We do not need to provide launch dependency ID for peer_a because this time it’s the same peer as in config dependencies - assignment will be automatic.

Programming OpenBCI peers with configuration support

To enable configuration processing in a peer, your peer must inherit ConfiguredPeer class:

from obci.core.configured_peer import ConfiguredPeer
class MyPeer(ConfiguredPeer)

Then you can use variables defined in config to initialize your peer in Peer._connections_established coroutine:

class MyPeer(ConfiguredPeer):
async def _connections_established(self):
    await super()._connections_established()

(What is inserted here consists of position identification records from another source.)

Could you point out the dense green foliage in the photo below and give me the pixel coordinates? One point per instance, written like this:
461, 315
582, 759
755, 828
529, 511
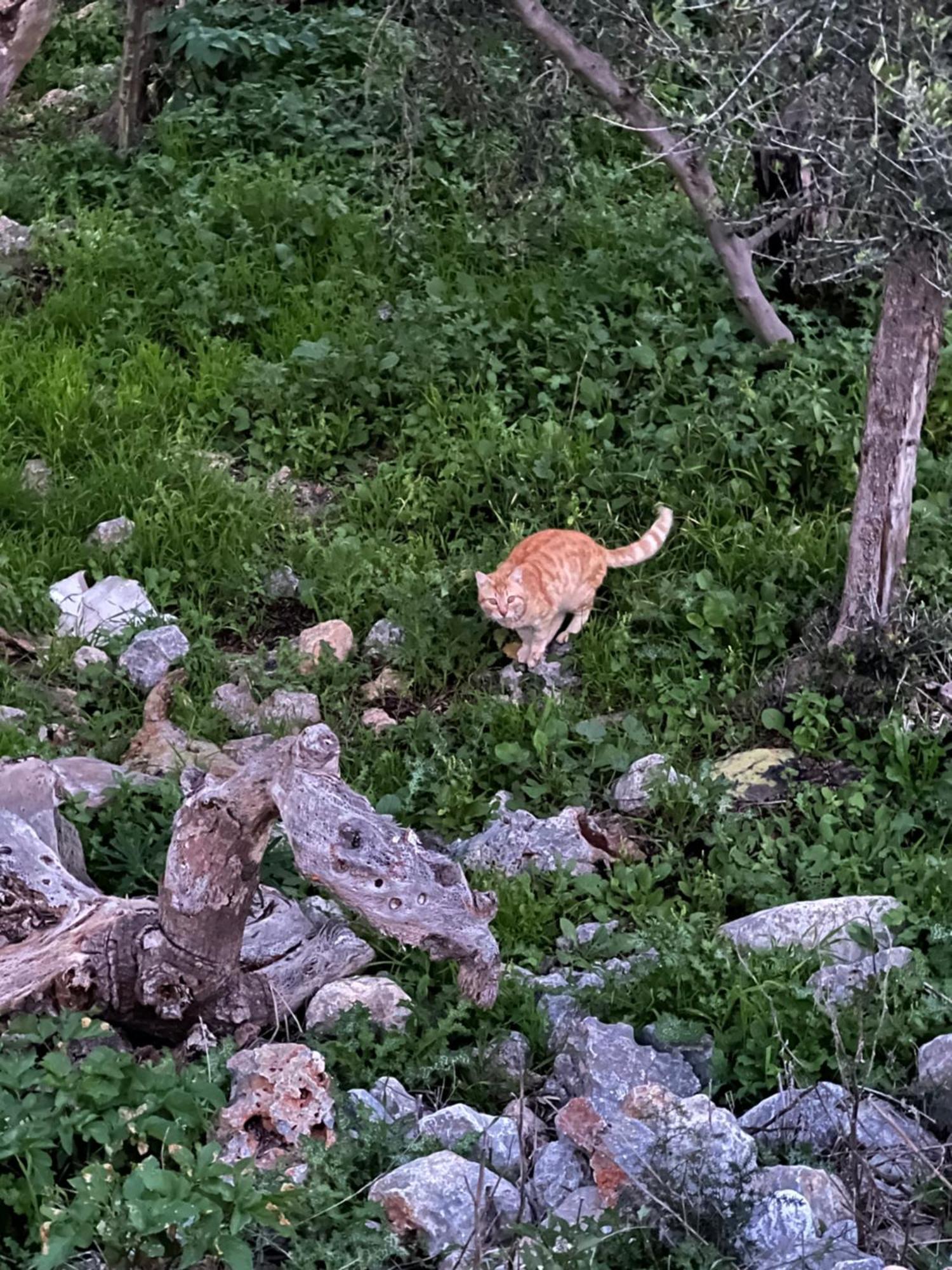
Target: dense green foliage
304, 265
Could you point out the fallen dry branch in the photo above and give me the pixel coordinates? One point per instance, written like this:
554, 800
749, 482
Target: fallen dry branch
215, 946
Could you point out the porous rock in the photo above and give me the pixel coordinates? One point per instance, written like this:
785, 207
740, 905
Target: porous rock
378, 719
779, 1227
935, 1064
516, 841
336, 636
383, 637
828, 1198
441, 1198
558, 1170
36, 476
814, 1118
602, 1062
98, 613
381, 998
633, 792
281, 584
284, 711
840, 985
498, 1142
88, 656
507, 1061
663, 1151
816, 924
389, 683
152, 653
15, 241
112, 534
280, 1097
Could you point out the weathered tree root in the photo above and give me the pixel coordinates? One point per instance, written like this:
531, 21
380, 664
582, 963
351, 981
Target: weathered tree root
216, 947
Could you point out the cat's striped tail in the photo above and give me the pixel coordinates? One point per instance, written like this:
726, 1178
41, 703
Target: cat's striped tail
647, 547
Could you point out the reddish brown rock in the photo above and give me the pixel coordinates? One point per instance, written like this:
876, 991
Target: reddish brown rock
280, 1098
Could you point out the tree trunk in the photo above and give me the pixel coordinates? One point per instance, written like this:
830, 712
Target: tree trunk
902, 373
218, 948
681, 156
23, 29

    # use variables from config: ::

    self.needed_to_work = self.config.get_param('important_setting')  # here we read parameter from configuration

    # Letting everyone know that MyPeer is configured and ready to work.
    # Other peers which have MyPeer in launch_dependencies will wait on their :meth:`await self.ready()`
    # until MyPeer invokes next line:

    await self.ready()

alternatively you can use param_property as class variable:

class MyPeer(ConfiguredPeer):

wait_time = param_property("wait_time", float)  # declaration that we want to read config parameter "wait_time" as float

async def _connections_established(self):
    await super()._connections_established()

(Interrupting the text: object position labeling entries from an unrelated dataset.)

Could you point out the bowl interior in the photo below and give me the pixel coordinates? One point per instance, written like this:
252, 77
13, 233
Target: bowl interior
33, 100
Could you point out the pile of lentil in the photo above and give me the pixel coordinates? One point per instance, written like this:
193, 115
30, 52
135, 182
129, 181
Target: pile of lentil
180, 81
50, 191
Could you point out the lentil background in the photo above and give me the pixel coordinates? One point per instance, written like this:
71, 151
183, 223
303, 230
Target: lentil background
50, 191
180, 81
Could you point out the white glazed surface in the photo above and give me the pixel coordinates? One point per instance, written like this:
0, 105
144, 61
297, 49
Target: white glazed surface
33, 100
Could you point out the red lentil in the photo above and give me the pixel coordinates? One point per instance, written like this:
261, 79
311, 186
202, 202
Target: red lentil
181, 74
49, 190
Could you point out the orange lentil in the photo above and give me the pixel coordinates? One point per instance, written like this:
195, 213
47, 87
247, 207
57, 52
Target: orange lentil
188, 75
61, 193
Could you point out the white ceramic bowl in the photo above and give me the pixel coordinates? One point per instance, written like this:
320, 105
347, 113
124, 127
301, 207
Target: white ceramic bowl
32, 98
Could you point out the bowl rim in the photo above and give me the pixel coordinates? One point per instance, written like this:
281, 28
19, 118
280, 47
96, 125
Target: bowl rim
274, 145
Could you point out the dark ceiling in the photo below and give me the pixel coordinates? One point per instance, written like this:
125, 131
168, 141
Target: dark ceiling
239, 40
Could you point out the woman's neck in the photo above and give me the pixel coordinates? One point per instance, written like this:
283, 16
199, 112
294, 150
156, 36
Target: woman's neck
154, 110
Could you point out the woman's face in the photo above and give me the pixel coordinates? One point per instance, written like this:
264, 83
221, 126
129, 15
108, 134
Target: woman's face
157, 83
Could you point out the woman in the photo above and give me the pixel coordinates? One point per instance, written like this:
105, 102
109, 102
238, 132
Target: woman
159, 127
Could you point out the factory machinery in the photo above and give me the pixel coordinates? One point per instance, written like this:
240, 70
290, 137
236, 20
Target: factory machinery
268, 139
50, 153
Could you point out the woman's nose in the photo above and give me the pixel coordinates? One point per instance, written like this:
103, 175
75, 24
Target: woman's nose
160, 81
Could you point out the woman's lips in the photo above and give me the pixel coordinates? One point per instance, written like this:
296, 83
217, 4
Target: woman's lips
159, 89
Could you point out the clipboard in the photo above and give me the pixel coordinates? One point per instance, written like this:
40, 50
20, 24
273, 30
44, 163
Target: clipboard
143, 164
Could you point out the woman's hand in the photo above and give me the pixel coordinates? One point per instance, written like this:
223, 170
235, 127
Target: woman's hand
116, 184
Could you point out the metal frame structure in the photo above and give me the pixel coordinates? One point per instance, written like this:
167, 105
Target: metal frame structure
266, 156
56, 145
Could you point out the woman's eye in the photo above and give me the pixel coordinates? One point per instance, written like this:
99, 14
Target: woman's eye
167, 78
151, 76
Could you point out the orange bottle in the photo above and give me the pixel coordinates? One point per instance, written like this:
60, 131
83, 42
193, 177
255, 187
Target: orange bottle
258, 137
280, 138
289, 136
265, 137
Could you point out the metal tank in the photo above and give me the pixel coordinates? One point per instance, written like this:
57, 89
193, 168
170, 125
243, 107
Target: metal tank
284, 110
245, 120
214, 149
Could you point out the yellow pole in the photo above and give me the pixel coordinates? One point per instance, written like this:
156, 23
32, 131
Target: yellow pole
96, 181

    # use variables from config: ::
    if self.wait_time is not None:  # if the wait_time parameter was left empty in the config it will change into None

    # Letting everyone know that MyPeer is configured and ready to work.
    # Other peers which have MyPeer in launch_dependencies will wait on their :meth:`await self.ready()`
    # until MyPeer invokes next line:

    await self.ready()


BaseMessage is a base class for all OBCI messages. Every message should inherit this class. Every message has a :attribute:`sender` field. To add more fields to your message you have to define them using a Field class:

class BrokerHelloMsg(BaseMessage):
     __TYPE__ = 'BROKER_HELLO'
     peer_url = Field(List[str], str)
     broker_url = Field(str)

Field class accepts a number of arguments: accepted types of this field. If you add None to the types it will mean that this field is optional. During instantialization of the message fields are checked for validity. All types should be serializable to JSON (the default serializer). If you need to have a message with custom data you should provide serialize_data() and deserialize_data() methods.

__TYPE__ is an optional attribute which you can provide if you need specific network header in the message (ex. external Peers in other langueges, etc). If you don’t provide it __TYPE__ will be autogenerated by converting message class name from CamelCase to snake_case.

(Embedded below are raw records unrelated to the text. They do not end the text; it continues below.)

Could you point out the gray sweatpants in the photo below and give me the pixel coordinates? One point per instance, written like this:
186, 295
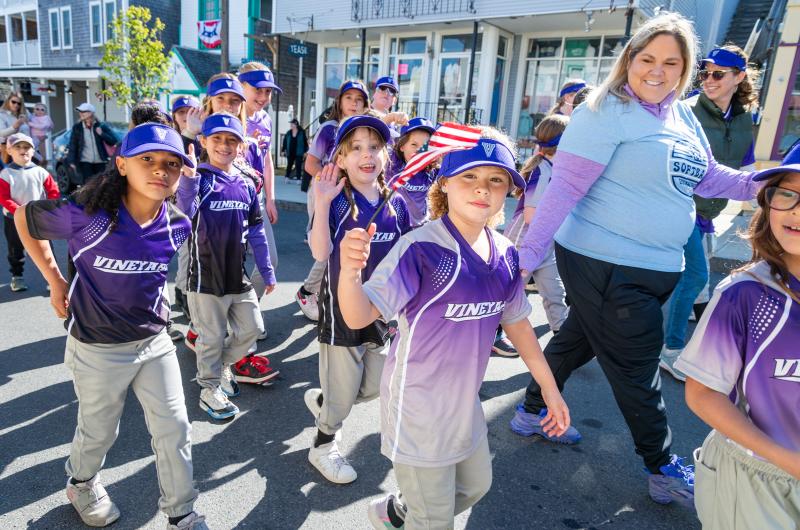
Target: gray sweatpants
101, 374
551, 288
347, 375
433, 496
212, 316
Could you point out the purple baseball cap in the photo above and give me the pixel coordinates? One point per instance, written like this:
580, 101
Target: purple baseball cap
220, 86
260, 79
153, 137
217, 123
362, 120
185, 101
728, 59
488, 152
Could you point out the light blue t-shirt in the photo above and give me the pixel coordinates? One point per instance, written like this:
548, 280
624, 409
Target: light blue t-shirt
640, 211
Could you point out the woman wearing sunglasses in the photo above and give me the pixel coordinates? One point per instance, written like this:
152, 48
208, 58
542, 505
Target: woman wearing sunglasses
13, 119
724, 109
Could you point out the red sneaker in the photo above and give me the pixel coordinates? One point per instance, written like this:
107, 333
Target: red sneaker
254, 369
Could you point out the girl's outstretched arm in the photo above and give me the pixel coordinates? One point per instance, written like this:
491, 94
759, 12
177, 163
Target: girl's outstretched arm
719, 412
42, 255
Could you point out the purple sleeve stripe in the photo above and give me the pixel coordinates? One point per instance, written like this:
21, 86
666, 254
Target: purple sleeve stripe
723, 182
572, 177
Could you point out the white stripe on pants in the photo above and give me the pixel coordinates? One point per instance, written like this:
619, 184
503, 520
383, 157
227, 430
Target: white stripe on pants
211, 317
433, 496
101, 375
347, 375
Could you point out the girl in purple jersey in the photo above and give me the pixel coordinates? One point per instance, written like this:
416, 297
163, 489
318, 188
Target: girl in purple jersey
350, 358
352, 100
226, 218
122, 232
743, 373
414, 137
449, 283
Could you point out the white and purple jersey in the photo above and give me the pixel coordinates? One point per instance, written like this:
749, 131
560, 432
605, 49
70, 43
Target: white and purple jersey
746, 346
448, 302
415, 192
324, 142
226, 213
391, 224
118, 273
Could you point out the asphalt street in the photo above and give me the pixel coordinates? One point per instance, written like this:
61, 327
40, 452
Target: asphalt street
253, 472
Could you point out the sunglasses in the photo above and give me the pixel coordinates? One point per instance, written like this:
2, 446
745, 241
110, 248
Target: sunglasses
716, 74
782, 199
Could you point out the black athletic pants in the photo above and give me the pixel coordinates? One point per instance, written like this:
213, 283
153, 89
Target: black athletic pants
616, 317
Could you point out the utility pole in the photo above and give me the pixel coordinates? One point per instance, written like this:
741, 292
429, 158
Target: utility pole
223, 13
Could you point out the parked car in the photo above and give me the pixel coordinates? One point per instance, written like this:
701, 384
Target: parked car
63, 172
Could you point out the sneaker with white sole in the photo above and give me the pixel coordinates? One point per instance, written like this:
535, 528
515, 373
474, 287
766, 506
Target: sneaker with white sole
378, 513
330, 462
227, 382
193, 521
92, 502
216, 404
667, 363
308, 303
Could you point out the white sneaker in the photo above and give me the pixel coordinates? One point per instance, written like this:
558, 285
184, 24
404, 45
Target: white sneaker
92, 502
330, 462
308, 304
227, 382
193, 521
667, 362
216, 404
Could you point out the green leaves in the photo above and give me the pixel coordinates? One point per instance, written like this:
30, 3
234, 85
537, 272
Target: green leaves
134, 61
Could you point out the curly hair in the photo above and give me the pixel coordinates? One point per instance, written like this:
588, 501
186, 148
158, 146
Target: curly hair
765, 246
437, 198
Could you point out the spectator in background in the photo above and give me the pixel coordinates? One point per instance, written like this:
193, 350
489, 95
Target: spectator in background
294, 149
88, 152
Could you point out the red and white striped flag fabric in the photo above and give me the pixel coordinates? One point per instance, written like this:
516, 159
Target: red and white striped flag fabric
448, 137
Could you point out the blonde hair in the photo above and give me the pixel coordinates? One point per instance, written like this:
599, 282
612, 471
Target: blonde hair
345, 147
550, 127
679, 28
207, 108
437, 199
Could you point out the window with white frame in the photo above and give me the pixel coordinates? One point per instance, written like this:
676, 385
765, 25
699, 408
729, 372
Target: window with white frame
101, 21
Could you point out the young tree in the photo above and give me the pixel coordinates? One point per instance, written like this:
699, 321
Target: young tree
134, 58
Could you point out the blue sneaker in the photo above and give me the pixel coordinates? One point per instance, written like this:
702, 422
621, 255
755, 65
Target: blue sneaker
527, 424
675, 483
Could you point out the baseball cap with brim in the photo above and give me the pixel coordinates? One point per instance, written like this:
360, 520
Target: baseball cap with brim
260, 79
219, 123
153, 137
17, 138
414, 124
86, 107
355, 85
488, 152
790, 164
728, 59
222, 85
185, 101
354, 122
389, 82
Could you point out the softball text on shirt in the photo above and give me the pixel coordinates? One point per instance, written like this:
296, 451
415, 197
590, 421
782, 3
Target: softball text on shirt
746, 346
390, 226
118, 276
448, 303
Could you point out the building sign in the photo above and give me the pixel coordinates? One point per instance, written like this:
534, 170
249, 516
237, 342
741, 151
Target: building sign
209, 33
298, 49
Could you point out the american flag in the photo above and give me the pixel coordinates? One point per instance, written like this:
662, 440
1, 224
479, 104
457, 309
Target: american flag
448, 137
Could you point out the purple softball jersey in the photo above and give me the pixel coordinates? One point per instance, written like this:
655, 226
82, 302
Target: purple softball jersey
391, 224
448, 303
118, 273
746, 346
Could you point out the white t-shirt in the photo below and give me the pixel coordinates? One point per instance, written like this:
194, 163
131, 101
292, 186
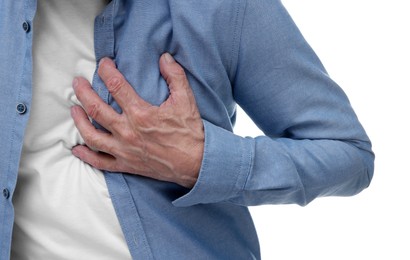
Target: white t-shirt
62, 206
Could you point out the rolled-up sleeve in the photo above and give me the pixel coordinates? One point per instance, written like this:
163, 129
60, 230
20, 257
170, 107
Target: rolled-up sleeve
314, 144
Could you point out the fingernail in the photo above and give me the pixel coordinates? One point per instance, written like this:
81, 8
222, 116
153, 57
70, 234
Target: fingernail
103, 60
74, 151
73, 111
75, 83
168, 58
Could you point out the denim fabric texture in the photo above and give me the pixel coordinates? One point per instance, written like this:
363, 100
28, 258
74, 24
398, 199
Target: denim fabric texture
235, 52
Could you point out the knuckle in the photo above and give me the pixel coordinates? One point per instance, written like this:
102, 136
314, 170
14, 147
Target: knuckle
97, 162
115, 84
129, 136
93, 110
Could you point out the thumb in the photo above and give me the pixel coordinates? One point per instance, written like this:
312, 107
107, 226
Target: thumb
173, 73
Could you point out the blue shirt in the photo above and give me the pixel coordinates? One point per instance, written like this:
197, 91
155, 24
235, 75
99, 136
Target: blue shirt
234, 52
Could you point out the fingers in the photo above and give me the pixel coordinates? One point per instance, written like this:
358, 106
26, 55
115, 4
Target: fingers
119, 88
173, 73
94, 138
97, 160
94, 106
180, 90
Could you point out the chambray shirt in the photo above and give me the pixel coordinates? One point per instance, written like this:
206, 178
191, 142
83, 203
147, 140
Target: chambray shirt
245, 52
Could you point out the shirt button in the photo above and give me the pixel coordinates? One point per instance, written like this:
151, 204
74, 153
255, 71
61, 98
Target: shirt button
26, 27
21, 108
6, 193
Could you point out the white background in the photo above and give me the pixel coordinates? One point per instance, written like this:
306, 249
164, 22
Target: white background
365, 47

eg: BrokerHelloMsg would be: broker_hello_msg

On the networking level every message is sent in 2 parts as ZMQ message/packet. First part is the header (ASCII): type_string^sender_id_string^, second part is the serialized data (JSON or your custom serialized data).

OBCI peers can send any message in one of two modes:

  • broadcast mode - message is sent using Peer.send_message and delivered only to Peers that subscribed to such messages.
  • Peer.query - direct mode - message is send directly (using REQ-REP sockets) to some other peer or Broker.

Peers can subscribe to message type and register a handler for it by calling Peer.subscribe_for_specific_msg_subtype method, Peer.subscribe_for_all_msg_subtype method or by decorating handler method with subscribe_message_handler().

Technically message is send using PUB socket connected to Broker’s XSUB socket and can received by SUB sockets inside peers that connect to Broker’s XPUB.

OBCI programming and directory guide


Every Peer (that is a child of ConfiguredPeer or Peer) which does some useful work is contained in obci.peers module.

File containing peer class code should be snake_case_named after the peer it provides. Peer classes should use CamelCase with last word being Peer.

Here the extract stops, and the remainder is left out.